Una delle voci più accorate del cinema meridionale italiano. Nonostante sia nato in Austria, Edoardo Winspeare è uno dei registi più affezionati al Sud Italia e in particolare al Salento, dove è cresciuto. Si è trasferito prima a New York e poi a Monaco per studiare, ma è tornato in Salento a vivere. Debutta sul grande schermo con il film Pizzicata, nel 1996. Nel 2002 è la volta di Sangue vivo, che racconta di come la musica pizzicata possa guarire l’epilessia, candidato al Nastro d’Argento per il miglior soggetto. Il miracolo esce nel 2003, vincitore del premio della Città di Roma come miglior film e del premio FEDIC, mentre Galantuomini esce nel 2008. Dopo il documentario Sotto il Celio Azzurro del 2010, nel 2014 presenta alla Berlinale il suo In grazia di Dio, interpretato da attori non professionisti, che racconta una storia ambientata nell’Italia della crisi.

D) Winspeare, qual è il messaggio che ha voluto trasmettere con “In grazia di Dio”?

R) Più che trasmettere un messaggio voglio raccontare storie e regalare emozioni, non credo nei film a difesa di idee politiche, religiose o filosofiche, sebbene non riesca a prescindere dall’aspetto morale ed etico nei miei film. In Grazia di Dio vuole sottolineare l’importanza di stare bene e in serenità nel posto dove si vive, accanto alle persone che si amano. L’amore per la terra e il rispetto che ne consegue sono una cosa importantissima.

D) La realizzazione di questo film è stata molto “rispettosa dell’ambiente”: ci può raccontare meglio?
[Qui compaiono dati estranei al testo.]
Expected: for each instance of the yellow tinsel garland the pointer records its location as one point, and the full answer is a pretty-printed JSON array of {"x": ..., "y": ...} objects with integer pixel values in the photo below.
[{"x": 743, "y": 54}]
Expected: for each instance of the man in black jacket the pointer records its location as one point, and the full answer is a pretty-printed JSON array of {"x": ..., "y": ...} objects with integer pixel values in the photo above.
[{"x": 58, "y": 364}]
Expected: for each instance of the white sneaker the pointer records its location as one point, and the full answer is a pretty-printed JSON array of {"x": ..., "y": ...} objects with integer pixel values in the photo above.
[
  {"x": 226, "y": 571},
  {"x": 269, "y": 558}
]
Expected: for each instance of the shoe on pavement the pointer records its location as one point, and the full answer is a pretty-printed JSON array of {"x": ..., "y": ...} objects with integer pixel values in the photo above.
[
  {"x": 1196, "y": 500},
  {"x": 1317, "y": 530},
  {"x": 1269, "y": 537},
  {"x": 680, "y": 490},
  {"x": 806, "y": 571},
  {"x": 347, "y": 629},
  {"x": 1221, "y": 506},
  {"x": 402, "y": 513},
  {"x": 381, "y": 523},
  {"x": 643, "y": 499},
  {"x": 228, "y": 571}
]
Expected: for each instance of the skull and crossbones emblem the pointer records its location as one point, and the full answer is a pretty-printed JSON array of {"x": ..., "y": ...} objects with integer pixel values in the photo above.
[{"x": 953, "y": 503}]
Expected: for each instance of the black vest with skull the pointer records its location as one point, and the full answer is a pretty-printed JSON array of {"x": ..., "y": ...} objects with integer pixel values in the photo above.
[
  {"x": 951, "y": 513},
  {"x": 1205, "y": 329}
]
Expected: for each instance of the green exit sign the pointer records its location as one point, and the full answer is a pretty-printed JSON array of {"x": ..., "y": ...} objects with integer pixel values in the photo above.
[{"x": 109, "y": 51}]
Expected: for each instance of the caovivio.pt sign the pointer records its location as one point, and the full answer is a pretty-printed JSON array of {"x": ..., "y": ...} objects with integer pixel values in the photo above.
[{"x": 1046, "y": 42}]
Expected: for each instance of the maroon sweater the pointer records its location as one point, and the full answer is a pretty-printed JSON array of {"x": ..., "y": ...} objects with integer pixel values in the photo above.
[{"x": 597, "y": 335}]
R) Io sono un ambientalista, per me è molto importante, anzi mi sembra strano sottolinearlo, perché l’ambiente è la prima urgenza mondiale! Durante la lavorazione non abbiamo usato automobili ma solo biciclette perché abbiamo dormito nello stesso paesino dove abbiamo girato, non abbiamo usato bottiglie di plastica, perché ognuno di noi ha la propria borraccia. Le troupe cinematografiche producono molta immondizia, ma noi siamo riusciti a riciclare molti avanzi perché eravamo circondati da maiali. Abbiamo anche utilizzato il baratto, facendo di necessità virtù:  non abbiamo avuto a disposizione molti soldi per finanziarci, ma abbiamo trovato molte persone disponibili che ci hanno dato cose come olio o vino al posto dei soldi. Un signore ci ha dato 15.000 euro di buoni per cure dentali! Quindi abbiamo ricompensato in questo modo alcuni servizi come le case di scena o le comparse.

D) Ci può raccontare qual è l’azione di “Coppula Tisa: associazione per la Bellezza dei luoghi“?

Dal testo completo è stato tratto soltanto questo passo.